On February 20, Israeli soldiers seriously injured a Palestinian teenager near Baytin in the West Bank, after they shot at a vehicle the army spokesperson said was travelling in their direction, an event that was largely relayed in the media as a car-ramming attempt.
But Haaretz has found that, based on observation, interviews with the people involved and video evidence, the car and its occupants posed no danger to the soldiers at the moment they shot the car.
The soldiers were reportedly pursuing firebomb throwers, when they encountered four Palestinian teenagers from nearby Deir Dibwan riding in a car without license plates. The driver, Seif, 15, works in a garage and had borrowed the car. He was driving without a licence.
Mohammed Sarameh, also 15, sat in the back and was shot in the back and left thigh. A day after the incident, Sarameh was on a respirator in an induced coma. Last week, Sarameh told Haaretz that he has no feeling in one of his legs and he also had trouble speaking; his medical file confirms he cannot move his limbs and has sustained many injuries in his abdomen. He is still in hospital and awaiting more surgery.
According to two of the boys who spoke with Haaretz and another who gave testimony to B'Tselem, they were on their way from Deir Dibwan to Baytin around 8:30 P.M. that evening, when they noticed a military jeep traveling from the opposite direction on the two-way and narrow road. Out of panic, Seif attempted a U-turn but hit a rock on the side of the road. The car came to a stop.
According to the teenagers, this is when soldiers got out of the jeep and fired into the air, and then at the vehicle.
The army has changed its version of events about the incident. A military source told Haaretz that one of the soldiers in the jeep was on the ground when the car sped up in his direction and the soldier fired several shots into the air before the car tried to do a U-turn and got stuck on the rock.

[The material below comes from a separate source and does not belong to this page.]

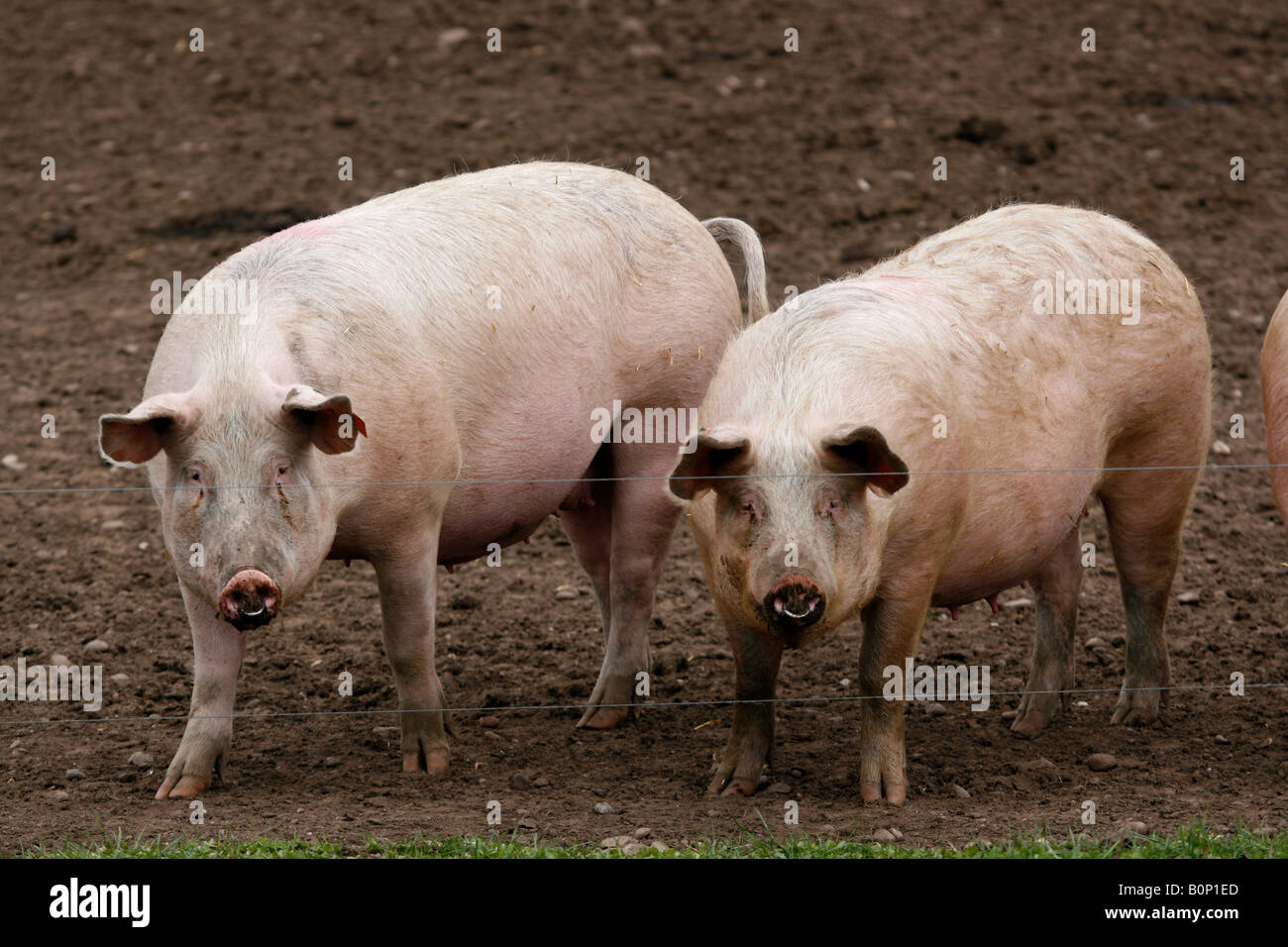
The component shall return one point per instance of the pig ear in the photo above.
(137, 437)
(707, 455)
(330, 421)
(863, 450)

A look at the car shows that signs of entry appear only on the back of the vehicle. If the soldiers shot while the car was careening toward them, there should be bullet holes on the front or sides of the vehicle.

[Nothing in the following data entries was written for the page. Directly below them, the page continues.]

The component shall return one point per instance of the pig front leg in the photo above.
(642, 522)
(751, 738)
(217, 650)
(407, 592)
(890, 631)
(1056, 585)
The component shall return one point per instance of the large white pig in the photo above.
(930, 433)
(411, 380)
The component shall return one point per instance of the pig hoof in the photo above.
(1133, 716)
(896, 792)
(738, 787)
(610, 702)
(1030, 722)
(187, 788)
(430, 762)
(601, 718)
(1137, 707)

While Sarameh was taken to hospital for treatment his friends in the car were held for questioning and released three hours later. Inquiries by Haaretz the next day found that none of the youths in the car were considered to be suspected of any attacks or attempted attacks.
Two video clips show the car stuck on one of the rocks and idling, facing away from the soldiers. The youths said that once the soldiers understood that one was injured they took him out of the car and had him taken to Israel for medical treatment.
Two of the young men said a soldier hit Seif, the driver, with his rifle butt. The owner of the repair shop where Seif works told Haaretz he arrived at the scene by chance about two hours after the incident and identified the car as his. He said he saw the youths at the scene but not their faces because of the darkness; but he confirmed noticing Seif's bruised face the next day.
The IDF Spokesperson said in response: “On February 20, 2020 the IDF carried out an operation to prevent hostile terrorist action near the village of Baytin. During the incident, gunshots were fired at a suspicious car. The incident was investigated and preliminary findings show the troops saw a car accelerating toward them and thought it was an attempted car ramming therefore they shot at the vehicle.
After the car came to a stop it turned out there were a number of Palestinian youths inside who tried to flee the military force. The passenger who was wounded by the gunfire was treated on the scene by an IDF soldier and taken to a hospital for medical care.”